Nicholas Angelotti graduated from Notre Dame in 1950 with a bachelor’s degree in chemistry, earned a graduate degree at Case Institute of Technology and worked as an analytical chemist for 42 years at Dow Corning Corporation. Two of his sons, Tim and David, graduated from Notre Dame in 1985–Tim in chemistry and David in engineering. Tim, who worked as an undergraduate researcher in the laboratory of Anthony Serianni, was published in 1987 in the Journal of the American Chemical Society. He earned a Ph.D. and M.D. at the University of Michigan in 1994.

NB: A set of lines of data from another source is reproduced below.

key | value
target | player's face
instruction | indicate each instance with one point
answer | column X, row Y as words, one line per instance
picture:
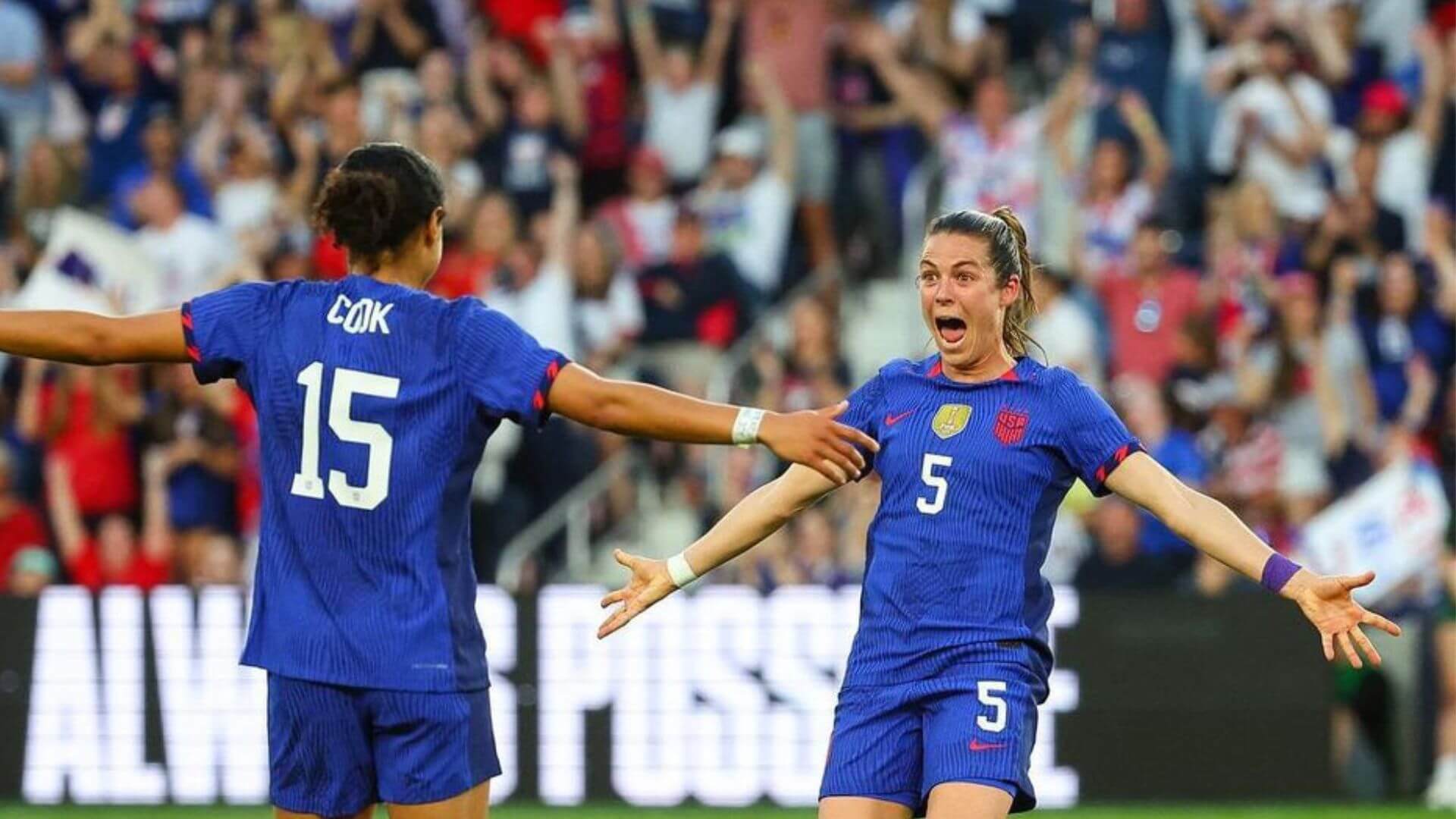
column 960, row 299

The lecture, “Molecular Pharmacology: A biochemical analysis of receptor and ion channel function,” described pharmacology as a combination of biochemistry, medicinal chemistry, physiology, neuroscience, molecular biology, genetics and cell biology. “As a pharmacologist, we want to design better drugs with more specificity and less side effects,” he said. Angelotti has done research on the role of alpha 2A and alpha 2C receptors in sympathetic neuron signaling. He is currently doing research on Receptor Expression Enhancing Proteins (REEPs), translating earlier research, on how REEPs guide receptors in yeast, to their function in mammals.
In addition to Tim and David, other family members, including Nicholas Angelotti’s wife, Mary Lou, son Steve and daughter Linda, attended the lecture and reception afterwards which formally launched the fund. Faculty and students met with the Angelotti’s who enjoyed a tour of Marya Lieberman’s lab with Revathi Kollipara, the undergraduate student who will be receiving the inaugural Nicholas C. Angelotti Undergraduate Research award.
In the photo: Revathi Kollipara, '13, works on a paper analytical device research project in Marya Lieberman's lab.